Ravi Kallayil, Co-founder and CEO, Plaeto, and former head of ideation, Nike
Alma mater: IIMB and The Wharton School
In March 2020, when I started Plaeto, a startup that creates sustain-able, accessible and world-class footwear for Indian children, Covid-19 had begun to spike, leading to lockdowns across the world. It hampered our product development process, given the challenges of shipping raw materials and tools from the US and Europe, where our design and development teams are based. However, on the positive side, we used the time to perfect our footwear.
When I relocated to Bengaluru from the US—after a 15-year stint with Nike Inc, where I led the global innovation team—my dream was to make scientifically designed footwear for Indian children. My management education at IIMB and The Wharton School gave me a dragonfly (360 degree) view of business. And that has proved to be an invaluable asset in my entrepreneurial journey. Given that modern day corporations are large and siloed, it would take several years for a young professional to experience the same dragonfly view in an actual work environment. In fact, for much of my corporate career, I struggled with bringing about change or creating new ideas from within the existing silos. It was an extremely frustrating experience.
While the merits of a management degree and its value in running a business are undeniable, for me, the biggest advantage over the last one-and-a-half years have been the priceless connections within the b-school alumni network. The resources that I have been able to tap into for funding, advice and partnerships have been phenomenal. The person I partied with the most in b-school is my biggest investor today.
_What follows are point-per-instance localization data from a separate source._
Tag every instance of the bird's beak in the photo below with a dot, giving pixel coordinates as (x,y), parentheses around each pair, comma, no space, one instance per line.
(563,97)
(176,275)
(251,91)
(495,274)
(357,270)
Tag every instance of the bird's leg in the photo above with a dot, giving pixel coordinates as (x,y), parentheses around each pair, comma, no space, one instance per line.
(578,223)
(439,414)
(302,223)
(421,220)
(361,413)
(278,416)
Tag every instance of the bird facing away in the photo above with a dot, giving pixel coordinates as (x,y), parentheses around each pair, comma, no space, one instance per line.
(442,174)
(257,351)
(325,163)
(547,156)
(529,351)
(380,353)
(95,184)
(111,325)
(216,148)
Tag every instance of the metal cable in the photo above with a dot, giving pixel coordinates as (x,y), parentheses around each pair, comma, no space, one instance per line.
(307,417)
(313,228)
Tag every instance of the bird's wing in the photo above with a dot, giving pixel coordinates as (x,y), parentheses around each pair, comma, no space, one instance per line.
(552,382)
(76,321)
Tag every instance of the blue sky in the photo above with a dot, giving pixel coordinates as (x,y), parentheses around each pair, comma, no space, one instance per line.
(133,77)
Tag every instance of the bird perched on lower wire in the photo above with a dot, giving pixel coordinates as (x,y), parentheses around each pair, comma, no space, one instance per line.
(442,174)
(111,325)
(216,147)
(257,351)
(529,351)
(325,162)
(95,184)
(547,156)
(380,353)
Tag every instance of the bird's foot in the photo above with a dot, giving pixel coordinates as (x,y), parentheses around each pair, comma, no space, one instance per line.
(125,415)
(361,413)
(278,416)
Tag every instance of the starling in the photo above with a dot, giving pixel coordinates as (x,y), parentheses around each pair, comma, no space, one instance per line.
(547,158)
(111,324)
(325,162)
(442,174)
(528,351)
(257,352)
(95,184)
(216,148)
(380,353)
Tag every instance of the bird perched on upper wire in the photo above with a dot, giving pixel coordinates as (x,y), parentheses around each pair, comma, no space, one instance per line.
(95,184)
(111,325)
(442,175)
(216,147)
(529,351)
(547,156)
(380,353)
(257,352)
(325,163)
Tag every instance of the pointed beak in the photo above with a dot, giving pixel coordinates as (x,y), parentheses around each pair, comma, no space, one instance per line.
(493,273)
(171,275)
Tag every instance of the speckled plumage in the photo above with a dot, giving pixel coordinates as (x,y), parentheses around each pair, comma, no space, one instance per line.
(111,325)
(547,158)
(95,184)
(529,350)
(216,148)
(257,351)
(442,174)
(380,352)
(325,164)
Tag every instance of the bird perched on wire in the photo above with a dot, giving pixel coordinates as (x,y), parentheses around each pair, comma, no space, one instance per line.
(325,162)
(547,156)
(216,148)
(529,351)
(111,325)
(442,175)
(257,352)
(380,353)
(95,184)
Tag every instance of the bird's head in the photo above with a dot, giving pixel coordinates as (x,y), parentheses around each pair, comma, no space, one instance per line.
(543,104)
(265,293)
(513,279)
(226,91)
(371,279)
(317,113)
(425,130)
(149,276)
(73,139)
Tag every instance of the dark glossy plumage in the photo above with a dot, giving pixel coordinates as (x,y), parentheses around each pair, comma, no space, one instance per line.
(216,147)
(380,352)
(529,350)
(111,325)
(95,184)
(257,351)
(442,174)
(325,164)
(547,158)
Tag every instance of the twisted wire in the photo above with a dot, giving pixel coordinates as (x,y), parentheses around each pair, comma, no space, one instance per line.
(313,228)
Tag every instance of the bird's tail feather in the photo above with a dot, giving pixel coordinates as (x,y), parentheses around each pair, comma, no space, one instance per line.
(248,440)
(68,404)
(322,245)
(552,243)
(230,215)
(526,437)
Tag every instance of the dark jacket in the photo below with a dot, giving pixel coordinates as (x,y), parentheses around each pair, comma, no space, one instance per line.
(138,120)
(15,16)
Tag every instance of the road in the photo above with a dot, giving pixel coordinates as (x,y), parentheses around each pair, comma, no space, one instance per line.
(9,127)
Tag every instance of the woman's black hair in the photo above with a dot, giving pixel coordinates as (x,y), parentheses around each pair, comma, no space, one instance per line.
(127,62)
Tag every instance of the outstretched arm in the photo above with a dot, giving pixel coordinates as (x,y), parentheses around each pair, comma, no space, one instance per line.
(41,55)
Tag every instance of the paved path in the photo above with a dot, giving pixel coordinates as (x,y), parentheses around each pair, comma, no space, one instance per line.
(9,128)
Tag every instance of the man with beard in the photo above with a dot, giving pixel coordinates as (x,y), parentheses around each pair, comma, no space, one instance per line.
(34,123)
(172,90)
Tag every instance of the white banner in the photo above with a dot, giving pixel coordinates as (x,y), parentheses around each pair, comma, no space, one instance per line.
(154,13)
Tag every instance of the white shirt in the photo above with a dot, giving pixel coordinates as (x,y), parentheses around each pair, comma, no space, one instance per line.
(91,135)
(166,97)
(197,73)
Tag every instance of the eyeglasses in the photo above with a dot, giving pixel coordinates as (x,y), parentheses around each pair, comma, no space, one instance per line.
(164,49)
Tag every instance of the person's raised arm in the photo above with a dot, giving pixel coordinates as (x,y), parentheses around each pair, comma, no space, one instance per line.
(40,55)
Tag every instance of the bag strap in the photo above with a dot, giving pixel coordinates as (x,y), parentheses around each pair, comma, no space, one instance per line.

The next big disruptive ideas, I believe, will come from the confluence of multiple disciplines. For instance, artificial intelligence with agricultural science, or robotics with medicine. The probability of this increases exponentially if engineering schools are co-located with management schools or medical schools to facilitate better collaborations. Unfortunately, this is not the case in India; hence, management schools need to take the initiative to make things happen. This can be a great opportunity for b-schools to drive entrepreneurship in India, and help find impactful solutions to some of the biggest problems that the country is facing today.
As an aspiring entrepreneur, there is immense scope for growth. Provided you are willing to take risks and learn. You have to be comfortable with risk-taking; you cannot afford to be consumed by the fear of consequences. I strongly recommend that you start with small risks, get comfortable, and then, take the big leap. How about taking a semester off and working in an Amazon warehouse? Or else, volunteering to work on the farm with your grandfather? The on-ground experience will teach you more about supply chain, automation, inventory optimisation, people management and economics in ways that no academic course can. In fact, your pioneering entrepreneurial idea could emerge from that experience.